Le premier est de bien juger les malades, autrement dit d'avoir la capacité d'analyse des banques. La surveillance de la finance doit être clairement transférée aux banques centrales. En Europe, c'est tout le but de l'union bancaire, que les Allemands sont irresponsables de freiner.

Le deuxième concerne les taux. Si les marchés ont la fièvre, les Etats endettés ne pourront pas payer. La crise des dettes a tout lieu de repartir.

Le troisième est lié: une remontée des taux peut provoquer, comme en 1994, un krach obligataire. Et même si on l'évite, la question de savoir qui va payer pour la dépréciation des tonnes d'actifs plus ou moins pourris est posée.
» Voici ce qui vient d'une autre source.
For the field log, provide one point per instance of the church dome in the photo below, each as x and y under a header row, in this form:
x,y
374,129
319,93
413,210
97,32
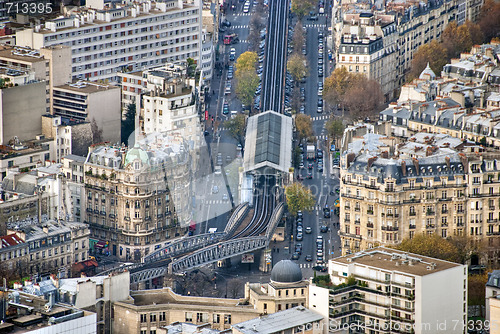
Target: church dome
x,y
286,271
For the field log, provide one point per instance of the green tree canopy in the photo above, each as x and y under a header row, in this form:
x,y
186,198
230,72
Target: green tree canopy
x,y
236,127
303,125
297,66
302,7
298,198
247,83
334,128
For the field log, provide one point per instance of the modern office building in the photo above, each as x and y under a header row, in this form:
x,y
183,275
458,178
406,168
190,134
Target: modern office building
x,y
109,38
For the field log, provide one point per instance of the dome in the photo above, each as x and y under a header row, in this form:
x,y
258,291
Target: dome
x,y
136,153
286,271
427,74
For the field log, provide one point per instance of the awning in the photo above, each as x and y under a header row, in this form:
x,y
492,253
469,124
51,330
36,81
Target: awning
x,y
101,244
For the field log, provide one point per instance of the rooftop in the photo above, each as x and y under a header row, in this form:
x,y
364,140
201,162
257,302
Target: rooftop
x,y
395,260
279,321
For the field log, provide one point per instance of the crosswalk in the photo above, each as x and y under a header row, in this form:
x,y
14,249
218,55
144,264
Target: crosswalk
x,y
320,118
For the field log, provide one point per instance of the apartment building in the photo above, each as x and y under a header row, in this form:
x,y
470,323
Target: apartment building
x,y
54,246
148,310
27,313
14,254
139,198
368,45
90,101
107,39
383,290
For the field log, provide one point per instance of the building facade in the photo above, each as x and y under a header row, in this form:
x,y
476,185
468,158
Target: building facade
x,y
387,291
140,198
106,40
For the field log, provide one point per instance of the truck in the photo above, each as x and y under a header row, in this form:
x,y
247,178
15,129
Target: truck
x,y
231,39
311,152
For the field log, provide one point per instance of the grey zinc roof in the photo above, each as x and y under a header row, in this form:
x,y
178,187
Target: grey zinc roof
x,y
391,168
268,142
279,321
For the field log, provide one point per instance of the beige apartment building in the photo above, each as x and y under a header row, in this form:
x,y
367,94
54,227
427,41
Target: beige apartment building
x,y
148,310
422,187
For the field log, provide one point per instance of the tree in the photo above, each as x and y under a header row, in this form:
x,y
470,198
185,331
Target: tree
x,y
430,245
434,54
302,7
247,83
303,124
297,66
298,37
245,62
96,132
298,198
128,124
489,20
236,127
335,129
364,98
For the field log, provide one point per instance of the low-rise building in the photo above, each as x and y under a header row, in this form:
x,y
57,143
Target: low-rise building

Là-dessus aussi les économistes sont très partagés.

Enfin, quatrième inquiétude: les Etats-Unis à l'économie ragaillardie basculent dans la descente quand les autres coureurs, le Japon et l'Europe, sont encore très loin du col. La distance entre les deux va s'agrandir. Avec quelles conséquences? Avec quelles conséquences aussi sur le reste du monde où le QE du Nord a faussé l'économie? Regardez les dégâts du trop de liquidités sur l'inflation et la monnaie au Brésil.

Ajoutons, avec Charles Wyplosz, une interrogation finale: les dirigeants politiques trop contents de voir arriver la reprise vont-ils comprendre et vont-ils être capables d'expliquer aux peuples que la route post-crise est loin d'être jonchée de roses, mais, au contraire, pleine de nouveaux périls inconnus. Et cela sans nourrir encore leur anhédonie.